第8話 不穏な影 -???視点-
お世辞にも明るいとは言えない部屋の中。
明らかに怪しげな鍋をかき混ぜている背中に、フードを目深に被った人物が声をかけた。
「何度も言っているだろう?下手なことをすればすべて失うぞ、と」
その声はしわがれてはいるが、聞き取れないほどではなく。
むしろハッキリと、背を向ける人物に届いた。
「知らないね。
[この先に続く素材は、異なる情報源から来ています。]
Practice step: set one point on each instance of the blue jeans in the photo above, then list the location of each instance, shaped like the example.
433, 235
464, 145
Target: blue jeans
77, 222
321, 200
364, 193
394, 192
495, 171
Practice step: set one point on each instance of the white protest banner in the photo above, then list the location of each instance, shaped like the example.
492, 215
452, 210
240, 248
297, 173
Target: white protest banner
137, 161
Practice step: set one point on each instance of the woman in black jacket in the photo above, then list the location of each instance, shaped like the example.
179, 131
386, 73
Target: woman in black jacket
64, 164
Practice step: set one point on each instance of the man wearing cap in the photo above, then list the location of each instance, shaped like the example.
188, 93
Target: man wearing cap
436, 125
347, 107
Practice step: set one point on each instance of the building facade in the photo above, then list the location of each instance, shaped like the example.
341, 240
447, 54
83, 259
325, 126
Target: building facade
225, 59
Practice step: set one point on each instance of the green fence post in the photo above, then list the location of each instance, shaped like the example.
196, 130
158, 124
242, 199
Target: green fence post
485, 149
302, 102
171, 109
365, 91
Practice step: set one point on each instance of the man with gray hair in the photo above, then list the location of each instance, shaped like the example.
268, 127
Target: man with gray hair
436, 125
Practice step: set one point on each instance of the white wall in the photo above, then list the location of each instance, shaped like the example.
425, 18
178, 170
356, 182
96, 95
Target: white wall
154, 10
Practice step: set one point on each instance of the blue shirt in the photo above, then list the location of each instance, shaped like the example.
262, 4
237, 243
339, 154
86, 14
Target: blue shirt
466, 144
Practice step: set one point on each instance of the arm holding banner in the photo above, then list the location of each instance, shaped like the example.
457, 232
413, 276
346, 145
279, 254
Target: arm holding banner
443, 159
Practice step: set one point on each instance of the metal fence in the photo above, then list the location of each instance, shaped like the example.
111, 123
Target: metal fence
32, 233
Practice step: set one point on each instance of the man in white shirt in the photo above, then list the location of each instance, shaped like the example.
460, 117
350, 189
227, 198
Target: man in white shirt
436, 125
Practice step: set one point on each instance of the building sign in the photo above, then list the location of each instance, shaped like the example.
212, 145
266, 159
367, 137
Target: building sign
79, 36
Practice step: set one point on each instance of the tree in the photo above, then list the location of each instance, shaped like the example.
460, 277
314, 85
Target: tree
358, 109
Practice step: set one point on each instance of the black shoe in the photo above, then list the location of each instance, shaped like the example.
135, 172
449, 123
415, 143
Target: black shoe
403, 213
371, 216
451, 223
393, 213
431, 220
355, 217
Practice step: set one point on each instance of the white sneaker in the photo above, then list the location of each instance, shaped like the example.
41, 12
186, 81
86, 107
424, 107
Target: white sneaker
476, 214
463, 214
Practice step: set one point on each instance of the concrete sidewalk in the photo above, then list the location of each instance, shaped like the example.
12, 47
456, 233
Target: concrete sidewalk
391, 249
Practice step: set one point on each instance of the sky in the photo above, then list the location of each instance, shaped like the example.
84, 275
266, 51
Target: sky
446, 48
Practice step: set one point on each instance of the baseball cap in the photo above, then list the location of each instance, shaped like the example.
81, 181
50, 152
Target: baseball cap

アタシはアタシの好きなことを好きなように、やりたい事をやりたいようにやるだけだ」
「それが世界に背く行為だと分かっていてもか?」
「はっはっは!!世界だって!?笑わせるねぇ!!」
心底おかしそうなその声の主は、それでもかき混ぜる手を止めたりはしない。
「世界が何をしてくれた!?アタシたちを幸せにしてくれたのか!?」
「何も知らないからそんなことが言えるんだ」
「あぁ、あぁ、知らないさ。あんたみたいに、何もせずとも力を手に入れたような奴と一緒になんかされたくないね」
吐き出すようにそういう声は、おそらく老婆なのであろうフードの人物よりは幾分か若そうな雰囲気ではあったが。
それでも年齢は重ねていると分かる。
「はぁ……。いいのか?薬を作るのが唯一の趣味であり特技だろう?」
「それこそおかしなことを聞くな。努力したからこそ、失うことはないんだ」
力強く答える声は、その事実を疑っていない。
「そうか……」
もはや諦めたように頷いたフードの人物は、それっきり黙ってしまった。
だが。
彼女は知っていた。
目の前にいる薬の魔女と呼ばれる女が、今後どんな運命を迎えるのかも。
今作っている薬が、どんな効能で誰に使われるのかも。
全て知っているからこそ、忠告に来たのだ。
本当に彼女が全てを失う前に、と。
だがもう、届かないのであればどうしようもない。
何度言っても、誰が言っても、結果は変わらない。
彼女は最高傑作だと喜んで薬を完成させるし、それを売ってはいけない相手に売ってしまう。
そうして、薬を作る力そのものを失う事も知らずに。
努力したから?だから得られた力?
知識は努力で何とかなるかもしれない。
だが、力だけは。能力だけは、知識だけでは補えない何かが確かに存在しているのだ。
ここは、そういう世界なのだ。
世界に、世界そのものに逆らってはいけない。
世界の思うまま、望むままに。
そうで、なければ。
「誰も幸せになどなれないし、浮かばれない」
世界が望むものを知っている人物は、もうこの世にほとんどいない。
生きているのは自分だけかもしれない。
そう思うからこそ、忠告しに来たというのに。
結局は、何も知らぬまま朽ち果てるだけなのだと。
今しがたまでいたはずの場所を振り返ることすらせず。
もう一度フードを目深に被り直してから、彼女は薬の魔女の家を後にした。